Toelichting artikel 5.1

Het vastleggen van verplichtingen is in het kader van een doelmatig budgetbeheer noodzakelijk. Op het moment dat een bestelling wordt geplaatst, is (een deel van) het budget besteed. In de regel is op dat moment nog geen factuur ontvangen en dus de claim op het budget in eerste instantie niet zichtbaar in de financiële administratie. Daarom wordt iedere verplichting groter dan €10.000 opgenomen in de verplichtingenadministratie waardoor de budgethouder zicht heeft op de actuele stand van zaken ten aanzien van het aan hem toegekende budget.

In het inkoop-en aanbestedingsbeleid zijn de kaders en uitgangspunten geformuleerd voor het handelen van de gemeente ten aanzien van inkopen en aanbesteden. Uitgangspunt is dat de budgethouder bevoegd is aanbestedingen op te starten. Een Europese aanbesteding is voorbehouden aan een besluit van het college. Ook aanbestedingen onder de Europese drempel met een politiek karakter en/of aanbestedingen met een grote impact op de organisatie worden, vóór publicatie of het versturen van de offerteaanvraag, voorgelegd aan het college.

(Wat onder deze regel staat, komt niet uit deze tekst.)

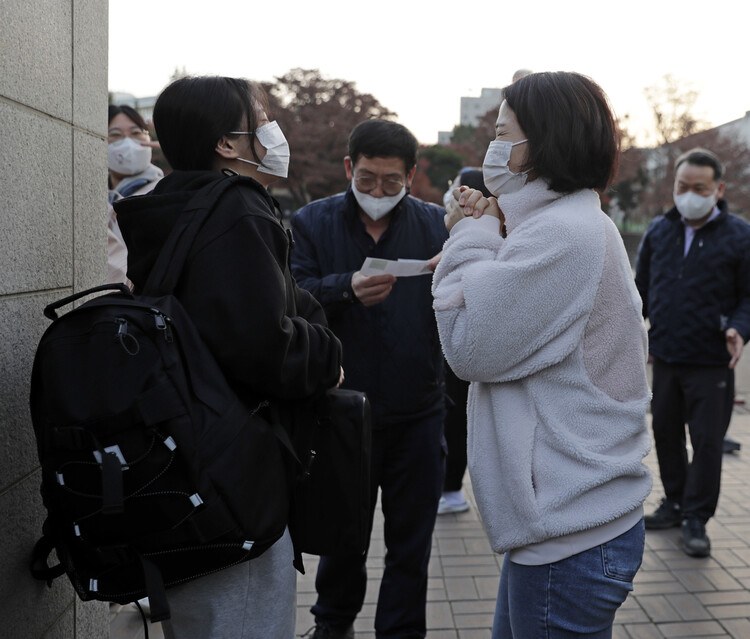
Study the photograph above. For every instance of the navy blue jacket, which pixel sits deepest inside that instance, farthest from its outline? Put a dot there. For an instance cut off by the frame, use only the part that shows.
(390, 350)
(691, 301)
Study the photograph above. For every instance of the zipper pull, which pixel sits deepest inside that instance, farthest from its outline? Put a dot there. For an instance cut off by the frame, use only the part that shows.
(128, 342)
(162, 324)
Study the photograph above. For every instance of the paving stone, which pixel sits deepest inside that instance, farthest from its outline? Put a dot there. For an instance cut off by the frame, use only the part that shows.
(696, 629)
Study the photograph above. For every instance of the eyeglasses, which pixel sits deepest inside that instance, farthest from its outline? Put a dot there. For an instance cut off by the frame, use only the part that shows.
(115, 135)
(365, 184)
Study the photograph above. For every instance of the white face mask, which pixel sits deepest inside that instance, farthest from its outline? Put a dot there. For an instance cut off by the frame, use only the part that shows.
(693, 206)
(128, 157)
(377, 207)
(498, 178)
(271, 138)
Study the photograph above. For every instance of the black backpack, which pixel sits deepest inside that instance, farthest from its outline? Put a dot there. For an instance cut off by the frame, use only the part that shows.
(154, 473)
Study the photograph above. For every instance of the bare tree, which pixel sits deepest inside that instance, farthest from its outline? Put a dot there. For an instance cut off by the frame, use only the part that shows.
(672, 102)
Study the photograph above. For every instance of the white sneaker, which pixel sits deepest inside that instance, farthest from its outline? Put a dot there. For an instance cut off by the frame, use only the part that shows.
(446, 507)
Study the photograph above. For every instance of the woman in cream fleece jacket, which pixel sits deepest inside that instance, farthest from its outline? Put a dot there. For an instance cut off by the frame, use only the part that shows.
(546, 323)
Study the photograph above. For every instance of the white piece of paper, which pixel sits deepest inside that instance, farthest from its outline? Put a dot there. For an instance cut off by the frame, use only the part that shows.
(399, 268)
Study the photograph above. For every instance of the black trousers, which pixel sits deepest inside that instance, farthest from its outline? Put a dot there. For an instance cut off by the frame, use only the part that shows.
(408, 462)
(701, 397)
(455, 430)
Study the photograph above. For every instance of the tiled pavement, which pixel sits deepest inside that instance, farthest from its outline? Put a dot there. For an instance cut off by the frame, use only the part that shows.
(675, 595)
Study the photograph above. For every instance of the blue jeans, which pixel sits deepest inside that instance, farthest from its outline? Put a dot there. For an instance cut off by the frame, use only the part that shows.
(574, 597)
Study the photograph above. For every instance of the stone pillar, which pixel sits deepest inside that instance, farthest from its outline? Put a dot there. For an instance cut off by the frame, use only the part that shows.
(53, 159)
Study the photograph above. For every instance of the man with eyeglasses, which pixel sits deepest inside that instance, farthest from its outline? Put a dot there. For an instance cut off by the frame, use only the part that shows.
(392, 352)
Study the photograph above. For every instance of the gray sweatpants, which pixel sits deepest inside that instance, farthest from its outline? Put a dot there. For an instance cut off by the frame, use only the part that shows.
(253, 600)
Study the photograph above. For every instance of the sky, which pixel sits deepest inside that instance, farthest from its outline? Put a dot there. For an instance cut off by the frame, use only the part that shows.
(418, 58)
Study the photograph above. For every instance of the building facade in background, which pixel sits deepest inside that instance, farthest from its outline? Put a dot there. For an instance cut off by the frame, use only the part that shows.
(53, 238)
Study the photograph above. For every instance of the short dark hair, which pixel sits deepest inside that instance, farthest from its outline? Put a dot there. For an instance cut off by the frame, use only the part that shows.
(573, 139)
(383, 139)
(193, 113)
(116, 109)
(701, 157)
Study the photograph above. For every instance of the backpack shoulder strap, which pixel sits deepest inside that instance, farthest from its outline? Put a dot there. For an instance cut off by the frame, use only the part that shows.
(167, 269)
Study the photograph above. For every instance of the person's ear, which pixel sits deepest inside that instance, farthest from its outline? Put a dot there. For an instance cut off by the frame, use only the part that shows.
(410, 176)
(227, 148)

Bij het aangaan van meerjarige verplichtingen is de meerjarenraming van de actuele meerjarenbegroting leidend voor de beoordeling van de budgettaire ruimte. Meerjarige verplichtingen leggen een beslag op de toekomstige middelen, waardoor financiële bijsturing in de toekomst wordt beperkt.

Toelichting artikel 6.1

Onder de coördinatie van het proces valt ook de afstemming met de directie en verantwoordelijke wethouder(s) en voor het schuiven van budgetten tussen budgethouders binnen een programma. Hierbij worden de beleidsregels begroting in acht genomen.

Toelichting artikel 6.2

Dit artikel brengt tot uitdrukking dat de budgethouder een duidelijke rol heeft bij het tot stand brengen van alle planning en control documenten. De verantwoording in lid 3 betreft richting de mandaatgever (meestal hiërarchisch leidinggevende) en de coördinerende manager voor het betreffende begrotingsprogramma.